Cependant, les Américains viennent de voter, ils ne peuvent absolument pas douter que l’élection de 2024 était la plus importante de toutes. Après tout, c’est ce que les deux candidats leur ont sans cesse dit. Pour Kamala Harris, c’est « l’une des élections les plus décisives de notre vie ». Donald Trump ne serait sûrement pas en désaccord. « C’est une marxiste, communiste, fasciste, socialiste », a-t-il averti à propos de son adversaire démocrate. « Nous devons mettre un terme à son agenda libéral qui détruit le pays une fois pour toutes. »
Bien sûr, ces proclamations frénétiques ont un sens électoral : quelle meilleure façon de rassembler les troupes que de monstres l’ennemi ? Ils n’ont pas entièrement tort non plus — peu importe vos opinions politiques, il est clair que Harris et Trump représentent, de l’économie à la citoyenneté, deux visions très différentes de la nation. Pourtant, quoi qu’il arrive dans les prochains jours, je soutiendrais néanmoins que ces tentatives désespérées de sauver les Américains d’eux-mêmes passent à côté du sujet. Car au milieu des hurlements incessants sur les armes ou l’avortement, ce que tout le monde ignore, c’est que notre propre Constitution pourrit à la racine. Tant que nous ne l’arracherons pas et ne recommencerons pas, notre démocratie continuera de se flétrir.
Jusqu’à récemment, les Américains des deux côtés de l’allée se vautraient dans l’exceptionnalisme américain, l’idée que nous représentions la plus grande démocratie de l’histoire du monde. Comme la plupart des mythes nationaux, cela impliquait inévitablement quelques arrangements. Oui, la démocratie américaine a exclu beaucoup de gens dans les premiers temps. Mais chaque autre système politique représentatif a également fait de même. Bien sûr, l’Amérique avait vu sa part de démagogues, de Huey Long à Dubya. Mais dans les mots immortels de Martin Luther King, c’était aussi le pays où le droit de protester était sacré.
Vu sous cet angle, tout ce tourment concernant notre mécontentement démocratique peut sembler une aberration — ou même honteusement anti-américain. L’ironie ici est que ces peurs ignorent la tendance anti-démocratique qui a prospéré dans notre politique depuis la fondation.
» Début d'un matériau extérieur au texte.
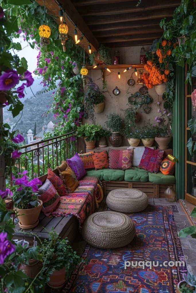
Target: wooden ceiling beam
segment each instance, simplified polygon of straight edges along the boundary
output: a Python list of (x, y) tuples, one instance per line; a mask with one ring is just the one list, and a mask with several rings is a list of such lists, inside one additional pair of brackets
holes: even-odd
[(156, 26), (148, 26), (145, 28), (135, 28), (134, 30), (125, 28), (121, 30), (114, 30), (108, 31), (96, 32), (94, 34), (98, 40), (100, 38), (104, 37), (113, 37), (116, 36), (128, 35), (139, 35), (140, 34), (150, 34), (155, 33), (162, 33), (163, 31), (159, 25)]
[(145, 11), (140, 11), (134, 13), (126, 13), (115, 15), (95, 16), (93, 17), (86, 16), (85, 21), (88, 25), (100, 25), (108, 23), (127, 21), (136, 21), (147, 19), (159, 19), (160, 20), (165, 17), (171, 17), (173, 15), (173, 9), (167, 8), (155, 10), (150, 13)]
[[(41, 6), (43, 5), (42, 0), (36, 0), (37, 2)], [(99, 47), (98, 42), (93, 35), (88, 25), (85, 22), (82, 17), (80, 15), (76, 9), (71, 3), (70, 0), (60, 0), (59, 1), (65, 11), (65, 16), (66, 21), (69, 28), (68, 34), (74, 40), (74, 23), (77, 24), (78, 27), (80, 29), (82, 32), (85, 35), (86, 38), (89, 40), (91, 45), (91, 50), (92, 52), (97, 51)], [(59, 22), (58, 13), (59, 8), (54, 1), (51, 0), (45, 0), (45, 6), (48, 13), (57, 18), (57, 21)], [(68, 17), (66, 17), (66, 14)], [(78, 35), (79, 34), (78, 33)], [(84, 47), (85, 50), (88, 52), (88, 43), (84, 38), (80, 43), (79, 45)]]
[(120, 5), (114, 4), (112, 6), (107, 5), (104, 8), (96, 5), (92, 7), (88, 6), (78, 11), (82, 16), (86, 16), (93, 15), (111, 15), (123, 13), (133, 13), (140, 11), (152, 11), (158, 9), (164, 9), (172, 7), (176, 8), (180, 4), (179, 0), (165, 1), (163, 3), (158, 2), (154, 0), (149, 2), (149, 0), (142, 0), (142, 3), (138, 7), (136, 7), (138, 0), (130, 3), (125, 2)]

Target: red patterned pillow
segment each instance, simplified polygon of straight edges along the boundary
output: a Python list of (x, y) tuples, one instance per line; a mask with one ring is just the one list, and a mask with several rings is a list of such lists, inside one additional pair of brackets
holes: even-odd
[(60, 177), (56, 175), (50, 168), (48, 169), (47, 178), (54, 185), (59, 195), (63, 196), (64, 195), (68, 195), (66, 187), (64, 184), (62, 180)]
[(164, 151), (152, 149), (145, 147), (138, 168), (151, 173), (158, 173), (164, 154)]
[(118, 150), (109, 149), (109, 168), (127, 170), (132, 167), (133, 149)]
[(108, 168), (109, 162), (108, 153), (106, 151), (94, 153), (92, 154), (92, 157), (96, 170), (100, 170), (102, 169)]

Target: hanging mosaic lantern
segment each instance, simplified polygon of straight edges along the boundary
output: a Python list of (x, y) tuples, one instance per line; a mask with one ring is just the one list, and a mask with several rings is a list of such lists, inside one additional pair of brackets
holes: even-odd
[(85, 86), (86, 84), (86, 76), (88, 73), (88, 70), (85, 66), (82, 67), (82, 68), (80, 71), (80, 73), (82, 74), (82, 79), (83, 82), (83, 85)]
[(58, 26), (58, 30), (60, 33), (59, 37), (61, 41), (63, 52), (65, 52), (66, 50), (65, 44), (66, 41), (68, 38), (67, 34), (68, 29), (68, 26), (65, 21), (63, 21), (62, 23), (60, 23)]
[(49, 38), (51, 34), (50, 28), (48, 25), (43, 24), (39, 28), (39, 34), (40, 36), (41, 45), (46, 47), (50, 44)]

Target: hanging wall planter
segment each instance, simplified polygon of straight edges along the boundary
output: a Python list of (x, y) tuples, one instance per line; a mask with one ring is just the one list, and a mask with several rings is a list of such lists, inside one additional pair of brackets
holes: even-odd
[(157, 94), (159, 96), (163, 96), (165, 91), (165, 84), (163, 83), (157, 84), (155, 86), (155, 88)]

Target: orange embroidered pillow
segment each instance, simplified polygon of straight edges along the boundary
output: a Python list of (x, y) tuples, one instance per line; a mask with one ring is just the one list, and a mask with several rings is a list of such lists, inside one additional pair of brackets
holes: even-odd
[(161, 162), (159, 171), (165, 175), (173, 175), (175, 170), (175, 162), (166, 157)]
[(73, 192), (79, 184), (75, 173), (70, 167), (68, 167), (66, 170), (62, 172), (58, 170), (60, 177), (66, 185), (68, 191), (69, 193)]
[(102, 169), (108, 168), (109, 162), (108, 156), (106, 151), (92, 154), (96, 170), (100, 170)]
[(78, 154), (78, 155), (83, 162), (84, 168), (86, 170), (93, 169), (95, 168), (94, 162), (92, 157), (92, 154), (94, 152), (94, 151), (89, 151), (84, 154)]

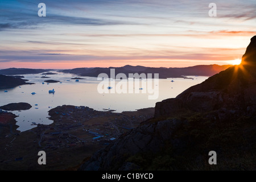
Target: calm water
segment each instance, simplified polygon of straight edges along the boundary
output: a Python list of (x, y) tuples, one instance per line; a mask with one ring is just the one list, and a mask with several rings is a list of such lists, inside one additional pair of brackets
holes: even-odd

Dès 1776, après tout, John Adams s’est opposé à l’élargissement du droit de vote dans son Massachusetts natal, avertissant que cela finirait par « prosterner » tous les rangs à un seul niveau. Dieu nous en préserve, ajouta Adams pour bien faire, que des enfants ou même des femmes aient la chance de voter.
Il n’était pas seul. Dans le Federalist 10, par exemple, James Madison a rejeté une « démocratie pure » — par laquelle il entendait le gouvernement direct par les citoyens, affirmant que de telles sociétés deviennent « des spectacles de turbulence et de contention ». Comme Adams, de plus, Madison a exprimé des réserves particulières sur les dangers que la démocratie complète pourrait poser à la propriété. « Ceux qui détiennent et ceux qui n’ont pas de propriété », dit-il, « ont toujours formé des intérêts distincts dans la société. » Même Thomas Jefferson, sans doute le plus démocratique des Pères fondateurs, restait convaincu qu’il y avait une « aristocratie naturelle » que le meilleur type de gouvernement sélectionnait pour les hautes fonctions.
Ces idées ont perduré longtemps après que la première république de redingotes et de perruques ait disparu dans l’histoire. À partir du milieu des années 1820, par exemple, le vice-président John C. Calhoun s’inquiétait qu’un Nord abolitionniste pourrait un jour exercer un pouvoir politique excessif sur le Sud esclavagiste. Et bien que ces peurs aient clairement été en partie motivées par des réalités sociopolitiques sordides — un Carolinien du Sud, Calhoun possédait lui-même environ 50 esclaves — il a également formulé ses préoccupations dans le principe constitutionnel élevé. Dans son A Disquisition on Government, par exemple, il a mis en garde contre les dangers d’une « démocratie absolue » qui soutient qu’une simple « majorité numérique » devrait gouverner. Cela, à son tour, faciliterait une poussée égalitaire, par laquelle la majorité tenterait de « forcer le premier rang à reculer, ou tenterait de pousser l’arrière en ligne avec le devant » par l’« interposition du gouvernement ».